Uma joalheria foi condenada a indenizar uma cliente em R$ 2 mil por danos morais e a restituir R$ 5 mil devido a atrasos na entrega e envio de produtos errados. A decisão do Tribunal de Justiça de Alagoas destaca o impacto negativo na reputação da loja da consumidora.
A cliente, que encomendou alianças de prata para o período natalino, enfrentou atrasos e mudanças unilaterais nas condições de pagamento, resultando em uma entrega insatisfatória. A joalheria não compareceu à audiência e não se defendeu, o que contribuiu para a condenação.
O juiz Bruno Eric ressaltou que a falha na prestação de serviços prejudicou a imagem da loja, e a empresa também terá que pagar indenização por lucros cessantes, cujo valor ainda será determinado. A situação evidencia a importância da responsabilidade no cumprimento de contratos comerciais.

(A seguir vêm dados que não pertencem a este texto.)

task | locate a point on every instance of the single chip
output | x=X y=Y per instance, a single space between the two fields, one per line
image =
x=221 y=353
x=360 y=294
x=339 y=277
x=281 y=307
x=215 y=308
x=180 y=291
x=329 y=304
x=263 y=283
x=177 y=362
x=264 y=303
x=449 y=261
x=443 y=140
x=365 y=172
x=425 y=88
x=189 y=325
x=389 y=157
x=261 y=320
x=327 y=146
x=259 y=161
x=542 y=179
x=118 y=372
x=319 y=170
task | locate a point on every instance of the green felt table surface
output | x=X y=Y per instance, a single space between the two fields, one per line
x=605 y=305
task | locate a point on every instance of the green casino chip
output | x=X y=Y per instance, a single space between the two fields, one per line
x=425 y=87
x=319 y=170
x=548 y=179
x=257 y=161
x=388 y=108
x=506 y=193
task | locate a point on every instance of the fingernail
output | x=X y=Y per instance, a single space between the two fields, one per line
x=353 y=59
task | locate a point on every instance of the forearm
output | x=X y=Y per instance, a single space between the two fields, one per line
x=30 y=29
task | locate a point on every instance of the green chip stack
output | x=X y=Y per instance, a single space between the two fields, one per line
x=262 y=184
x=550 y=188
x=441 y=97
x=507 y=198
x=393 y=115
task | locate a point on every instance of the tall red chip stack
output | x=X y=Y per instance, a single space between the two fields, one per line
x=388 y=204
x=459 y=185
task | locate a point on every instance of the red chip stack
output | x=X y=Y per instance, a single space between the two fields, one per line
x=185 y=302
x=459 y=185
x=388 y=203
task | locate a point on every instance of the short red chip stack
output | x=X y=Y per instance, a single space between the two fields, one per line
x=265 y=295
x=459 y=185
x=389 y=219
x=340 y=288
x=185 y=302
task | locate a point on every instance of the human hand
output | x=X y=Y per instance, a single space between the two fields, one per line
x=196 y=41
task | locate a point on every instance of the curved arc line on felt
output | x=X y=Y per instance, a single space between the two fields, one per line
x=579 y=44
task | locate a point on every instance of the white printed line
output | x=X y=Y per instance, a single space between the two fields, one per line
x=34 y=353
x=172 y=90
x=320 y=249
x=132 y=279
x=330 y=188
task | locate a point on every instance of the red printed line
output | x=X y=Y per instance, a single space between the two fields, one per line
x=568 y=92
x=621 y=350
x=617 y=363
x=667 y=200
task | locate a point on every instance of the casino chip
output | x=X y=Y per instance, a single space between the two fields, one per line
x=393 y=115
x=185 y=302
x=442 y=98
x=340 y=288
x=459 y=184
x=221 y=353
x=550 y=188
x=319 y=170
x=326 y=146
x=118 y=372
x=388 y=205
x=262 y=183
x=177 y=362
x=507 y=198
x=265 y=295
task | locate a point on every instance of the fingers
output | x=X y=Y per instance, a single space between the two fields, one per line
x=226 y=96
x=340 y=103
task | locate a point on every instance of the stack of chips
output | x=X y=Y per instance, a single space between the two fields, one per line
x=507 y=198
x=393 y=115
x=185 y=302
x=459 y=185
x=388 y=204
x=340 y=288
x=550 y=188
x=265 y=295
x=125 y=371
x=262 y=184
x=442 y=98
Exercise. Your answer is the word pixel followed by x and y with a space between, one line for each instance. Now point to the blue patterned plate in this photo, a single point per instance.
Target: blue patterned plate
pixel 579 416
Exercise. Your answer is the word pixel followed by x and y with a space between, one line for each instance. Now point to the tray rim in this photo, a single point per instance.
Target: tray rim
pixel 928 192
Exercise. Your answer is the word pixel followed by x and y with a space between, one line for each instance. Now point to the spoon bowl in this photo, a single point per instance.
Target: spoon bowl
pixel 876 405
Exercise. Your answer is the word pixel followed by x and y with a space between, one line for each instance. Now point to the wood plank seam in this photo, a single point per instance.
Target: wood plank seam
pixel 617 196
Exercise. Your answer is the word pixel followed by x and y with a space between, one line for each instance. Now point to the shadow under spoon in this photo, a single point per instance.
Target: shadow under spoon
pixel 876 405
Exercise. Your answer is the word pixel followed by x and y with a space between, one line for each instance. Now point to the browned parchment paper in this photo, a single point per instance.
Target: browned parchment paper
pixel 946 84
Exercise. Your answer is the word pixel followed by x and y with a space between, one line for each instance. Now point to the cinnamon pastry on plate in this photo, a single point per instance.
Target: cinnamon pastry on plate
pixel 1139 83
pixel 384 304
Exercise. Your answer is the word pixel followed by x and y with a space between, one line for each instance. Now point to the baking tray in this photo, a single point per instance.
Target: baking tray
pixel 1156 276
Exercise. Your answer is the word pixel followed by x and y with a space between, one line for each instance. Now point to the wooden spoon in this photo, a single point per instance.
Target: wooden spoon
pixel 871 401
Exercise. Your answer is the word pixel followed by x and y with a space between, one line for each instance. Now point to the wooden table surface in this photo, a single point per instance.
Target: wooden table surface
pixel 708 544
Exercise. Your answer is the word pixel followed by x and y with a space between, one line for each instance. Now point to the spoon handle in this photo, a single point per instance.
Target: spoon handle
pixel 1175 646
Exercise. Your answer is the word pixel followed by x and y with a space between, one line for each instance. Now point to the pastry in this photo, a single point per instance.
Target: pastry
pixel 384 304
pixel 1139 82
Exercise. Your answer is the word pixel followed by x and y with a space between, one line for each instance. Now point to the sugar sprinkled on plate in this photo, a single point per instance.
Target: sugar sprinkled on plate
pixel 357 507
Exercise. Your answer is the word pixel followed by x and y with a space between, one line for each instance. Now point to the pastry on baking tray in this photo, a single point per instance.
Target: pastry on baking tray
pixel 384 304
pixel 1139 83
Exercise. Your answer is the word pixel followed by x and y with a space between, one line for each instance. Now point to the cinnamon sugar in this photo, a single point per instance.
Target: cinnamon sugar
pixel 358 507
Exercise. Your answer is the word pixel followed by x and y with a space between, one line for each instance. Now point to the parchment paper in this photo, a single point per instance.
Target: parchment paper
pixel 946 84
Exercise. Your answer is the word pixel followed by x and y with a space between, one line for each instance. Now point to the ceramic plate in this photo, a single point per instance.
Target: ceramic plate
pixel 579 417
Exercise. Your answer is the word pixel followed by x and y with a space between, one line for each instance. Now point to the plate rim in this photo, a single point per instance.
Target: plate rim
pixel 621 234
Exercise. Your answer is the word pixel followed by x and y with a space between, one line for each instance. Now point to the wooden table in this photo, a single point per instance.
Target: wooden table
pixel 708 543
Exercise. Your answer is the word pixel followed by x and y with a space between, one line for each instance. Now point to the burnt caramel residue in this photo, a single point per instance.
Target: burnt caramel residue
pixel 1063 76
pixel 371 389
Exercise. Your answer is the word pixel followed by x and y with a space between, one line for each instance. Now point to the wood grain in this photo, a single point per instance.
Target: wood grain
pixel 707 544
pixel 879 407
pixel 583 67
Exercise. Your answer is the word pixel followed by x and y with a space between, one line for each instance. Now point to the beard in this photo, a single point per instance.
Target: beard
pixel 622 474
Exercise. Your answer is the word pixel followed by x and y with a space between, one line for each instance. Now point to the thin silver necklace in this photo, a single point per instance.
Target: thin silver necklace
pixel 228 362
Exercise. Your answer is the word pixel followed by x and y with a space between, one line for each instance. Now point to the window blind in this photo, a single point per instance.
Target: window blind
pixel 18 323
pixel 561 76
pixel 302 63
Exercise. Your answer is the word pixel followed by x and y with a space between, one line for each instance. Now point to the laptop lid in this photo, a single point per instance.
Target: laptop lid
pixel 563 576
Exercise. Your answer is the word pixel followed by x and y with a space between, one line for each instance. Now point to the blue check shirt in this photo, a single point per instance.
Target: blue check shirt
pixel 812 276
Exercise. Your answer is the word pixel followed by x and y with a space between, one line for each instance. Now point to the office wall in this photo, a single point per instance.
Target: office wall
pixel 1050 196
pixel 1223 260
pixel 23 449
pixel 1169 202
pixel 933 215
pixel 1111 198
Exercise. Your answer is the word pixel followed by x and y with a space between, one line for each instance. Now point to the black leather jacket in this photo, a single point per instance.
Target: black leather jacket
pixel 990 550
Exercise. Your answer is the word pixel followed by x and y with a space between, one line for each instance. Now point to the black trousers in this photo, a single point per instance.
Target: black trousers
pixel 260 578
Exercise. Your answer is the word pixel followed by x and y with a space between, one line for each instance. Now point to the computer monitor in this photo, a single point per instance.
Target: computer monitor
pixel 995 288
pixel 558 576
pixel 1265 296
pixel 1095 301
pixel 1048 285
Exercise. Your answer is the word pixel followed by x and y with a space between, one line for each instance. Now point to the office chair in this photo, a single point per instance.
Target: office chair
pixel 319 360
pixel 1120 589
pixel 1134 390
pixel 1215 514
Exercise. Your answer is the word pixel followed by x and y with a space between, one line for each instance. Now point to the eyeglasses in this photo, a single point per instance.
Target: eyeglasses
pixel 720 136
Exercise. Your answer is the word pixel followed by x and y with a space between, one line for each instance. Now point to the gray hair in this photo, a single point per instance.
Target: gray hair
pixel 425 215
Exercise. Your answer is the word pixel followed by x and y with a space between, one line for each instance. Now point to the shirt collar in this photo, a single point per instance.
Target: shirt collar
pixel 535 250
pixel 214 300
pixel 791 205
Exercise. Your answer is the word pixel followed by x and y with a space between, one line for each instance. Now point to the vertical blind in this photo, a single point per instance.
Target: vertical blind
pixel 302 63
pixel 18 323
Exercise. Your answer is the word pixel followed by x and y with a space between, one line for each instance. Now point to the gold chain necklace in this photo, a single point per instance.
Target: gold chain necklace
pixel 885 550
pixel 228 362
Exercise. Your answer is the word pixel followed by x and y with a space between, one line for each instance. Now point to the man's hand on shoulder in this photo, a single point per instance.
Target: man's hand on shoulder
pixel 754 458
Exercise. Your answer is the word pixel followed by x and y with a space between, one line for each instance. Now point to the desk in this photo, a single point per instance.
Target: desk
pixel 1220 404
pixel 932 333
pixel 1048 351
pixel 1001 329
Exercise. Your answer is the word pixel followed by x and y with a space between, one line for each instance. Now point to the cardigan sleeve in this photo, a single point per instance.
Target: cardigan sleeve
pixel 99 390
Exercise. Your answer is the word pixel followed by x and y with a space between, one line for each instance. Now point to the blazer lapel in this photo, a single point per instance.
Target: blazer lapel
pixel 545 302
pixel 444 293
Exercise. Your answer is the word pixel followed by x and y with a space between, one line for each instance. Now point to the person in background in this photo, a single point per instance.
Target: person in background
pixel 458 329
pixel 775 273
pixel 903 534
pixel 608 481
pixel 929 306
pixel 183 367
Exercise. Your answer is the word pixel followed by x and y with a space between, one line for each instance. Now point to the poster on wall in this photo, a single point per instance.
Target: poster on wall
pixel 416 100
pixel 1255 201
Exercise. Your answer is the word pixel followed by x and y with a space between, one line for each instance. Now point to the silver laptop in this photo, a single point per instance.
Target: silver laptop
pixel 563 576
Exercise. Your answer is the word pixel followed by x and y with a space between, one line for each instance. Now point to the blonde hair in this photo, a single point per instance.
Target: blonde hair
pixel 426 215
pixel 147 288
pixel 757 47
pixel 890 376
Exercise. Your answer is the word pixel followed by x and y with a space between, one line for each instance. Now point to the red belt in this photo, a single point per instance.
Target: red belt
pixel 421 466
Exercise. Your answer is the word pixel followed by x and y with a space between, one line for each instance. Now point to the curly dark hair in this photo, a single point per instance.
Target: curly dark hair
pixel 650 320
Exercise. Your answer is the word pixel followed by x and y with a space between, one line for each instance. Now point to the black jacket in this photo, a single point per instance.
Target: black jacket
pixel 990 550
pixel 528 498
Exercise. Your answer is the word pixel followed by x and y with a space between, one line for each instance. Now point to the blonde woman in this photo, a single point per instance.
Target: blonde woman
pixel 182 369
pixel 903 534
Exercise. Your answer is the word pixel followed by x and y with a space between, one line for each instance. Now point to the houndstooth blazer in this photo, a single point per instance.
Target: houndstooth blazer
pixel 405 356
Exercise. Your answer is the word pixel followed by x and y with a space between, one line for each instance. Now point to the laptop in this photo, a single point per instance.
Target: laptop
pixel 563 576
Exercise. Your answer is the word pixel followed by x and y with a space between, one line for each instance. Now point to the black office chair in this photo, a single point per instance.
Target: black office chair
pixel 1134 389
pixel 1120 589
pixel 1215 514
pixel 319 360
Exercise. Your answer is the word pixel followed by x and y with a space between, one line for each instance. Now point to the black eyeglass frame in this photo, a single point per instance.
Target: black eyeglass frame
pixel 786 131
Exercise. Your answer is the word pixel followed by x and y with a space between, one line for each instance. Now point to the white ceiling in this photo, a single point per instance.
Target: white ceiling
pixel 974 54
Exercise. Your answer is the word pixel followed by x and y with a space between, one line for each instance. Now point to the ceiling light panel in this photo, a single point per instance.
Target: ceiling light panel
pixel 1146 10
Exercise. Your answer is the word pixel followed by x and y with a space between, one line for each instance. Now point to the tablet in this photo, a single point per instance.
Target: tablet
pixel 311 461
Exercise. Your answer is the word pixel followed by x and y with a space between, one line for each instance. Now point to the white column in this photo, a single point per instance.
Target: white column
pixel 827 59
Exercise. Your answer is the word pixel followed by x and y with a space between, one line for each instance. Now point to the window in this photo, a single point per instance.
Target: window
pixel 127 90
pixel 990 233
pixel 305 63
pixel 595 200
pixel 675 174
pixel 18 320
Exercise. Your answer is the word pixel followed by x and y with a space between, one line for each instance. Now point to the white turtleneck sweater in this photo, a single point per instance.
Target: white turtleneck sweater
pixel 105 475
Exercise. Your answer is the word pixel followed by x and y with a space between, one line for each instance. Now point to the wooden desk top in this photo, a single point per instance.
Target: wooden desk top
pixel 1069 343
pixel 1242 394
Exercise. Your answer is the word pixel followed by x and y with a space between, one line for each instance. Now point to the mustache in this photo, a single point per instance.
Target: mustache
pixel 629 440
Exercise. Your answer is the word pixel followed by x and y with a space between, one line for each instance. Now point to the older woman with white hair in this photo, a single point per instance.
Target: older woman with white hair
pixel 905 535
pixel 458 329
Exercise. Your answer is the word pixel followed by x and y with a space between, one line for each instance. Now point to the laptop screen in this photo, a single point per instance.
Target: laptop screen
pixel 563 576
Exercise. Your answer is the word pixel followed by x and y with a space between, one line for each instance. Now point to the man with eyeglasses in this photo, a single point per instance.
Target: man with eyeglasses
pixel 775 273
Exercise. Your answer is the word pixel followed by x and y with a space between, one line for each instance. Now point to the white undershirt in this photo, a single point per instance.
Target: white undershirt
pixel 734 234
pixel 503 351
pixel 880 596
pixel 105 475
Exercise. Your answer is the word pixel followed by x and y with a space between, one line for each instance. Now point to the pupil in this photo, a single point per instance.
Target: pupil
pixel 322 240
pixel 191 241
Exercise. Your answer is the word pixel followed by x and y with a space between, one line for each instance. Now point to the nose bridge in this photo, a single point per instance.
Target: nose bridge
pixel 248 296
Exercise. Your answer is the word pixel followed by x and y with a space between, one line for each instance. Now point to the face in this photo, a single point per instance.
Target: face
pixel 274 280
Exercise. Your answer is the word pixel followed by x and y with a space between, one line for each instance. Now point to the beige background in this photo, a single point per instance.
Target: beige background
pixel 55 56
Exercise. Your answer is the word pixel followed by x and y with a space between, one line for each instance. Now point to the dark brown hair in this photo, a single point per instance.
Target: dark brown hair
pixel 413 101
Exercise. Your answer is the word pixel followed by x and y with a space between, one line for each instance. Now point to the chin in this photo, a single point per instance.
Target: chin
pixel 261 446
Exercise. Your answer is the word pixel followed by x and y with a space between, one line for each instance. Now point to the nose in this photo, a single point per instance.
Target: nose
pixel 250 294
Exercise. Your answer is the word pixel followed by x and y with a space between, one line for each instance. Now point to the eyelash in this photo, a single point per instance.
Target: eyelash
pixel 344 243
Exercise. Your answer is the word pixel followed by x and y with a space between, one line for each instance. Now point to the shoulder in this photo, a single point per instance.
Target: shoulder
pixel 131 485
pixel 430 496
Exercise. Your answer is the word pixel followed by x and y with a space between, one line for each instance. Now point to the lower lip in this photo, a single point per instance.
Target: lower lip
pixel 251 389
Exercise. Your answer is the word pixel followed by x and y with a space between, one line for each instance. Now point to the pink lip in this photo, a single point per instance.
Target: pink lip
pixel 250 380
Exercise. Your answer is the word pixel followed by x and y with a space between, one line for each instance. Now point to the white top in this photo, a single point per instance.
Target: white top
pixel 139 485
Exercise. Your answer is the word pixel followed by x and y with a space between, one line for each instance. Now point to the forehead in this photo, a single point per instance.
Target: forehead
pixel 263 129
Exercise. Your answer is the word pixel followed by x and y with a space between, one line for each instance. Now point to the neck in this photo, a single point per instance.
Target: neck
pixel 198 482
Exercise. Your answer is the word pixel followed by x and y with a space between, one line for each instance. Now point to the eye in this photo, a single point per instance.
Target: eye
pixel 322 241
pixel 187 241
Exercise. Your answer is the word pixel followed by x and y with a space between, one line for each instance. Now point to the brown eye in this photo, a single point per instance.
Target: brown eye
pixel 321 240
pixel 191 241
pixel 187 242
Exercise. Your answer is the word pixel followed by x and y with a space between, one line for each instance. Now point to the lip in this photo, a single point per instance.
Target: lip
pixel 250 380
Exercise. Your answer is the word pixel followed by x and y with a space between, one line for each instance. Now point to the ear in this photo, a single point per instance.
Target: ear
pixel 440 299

Uma joalheria foi condenada a pagar R$ 2 mil de indenização por danos morais a uma cliente em razão de atraso na entrega e envio de produtos errados. A empresa também terá que restituir o valor de R$ 5 mil, referente ao pagamento antecipado efetuado pela consumidora. A decisão foi divulgada pelo Tribunal de Justiça de Alagoas nesta terça-feira, 28.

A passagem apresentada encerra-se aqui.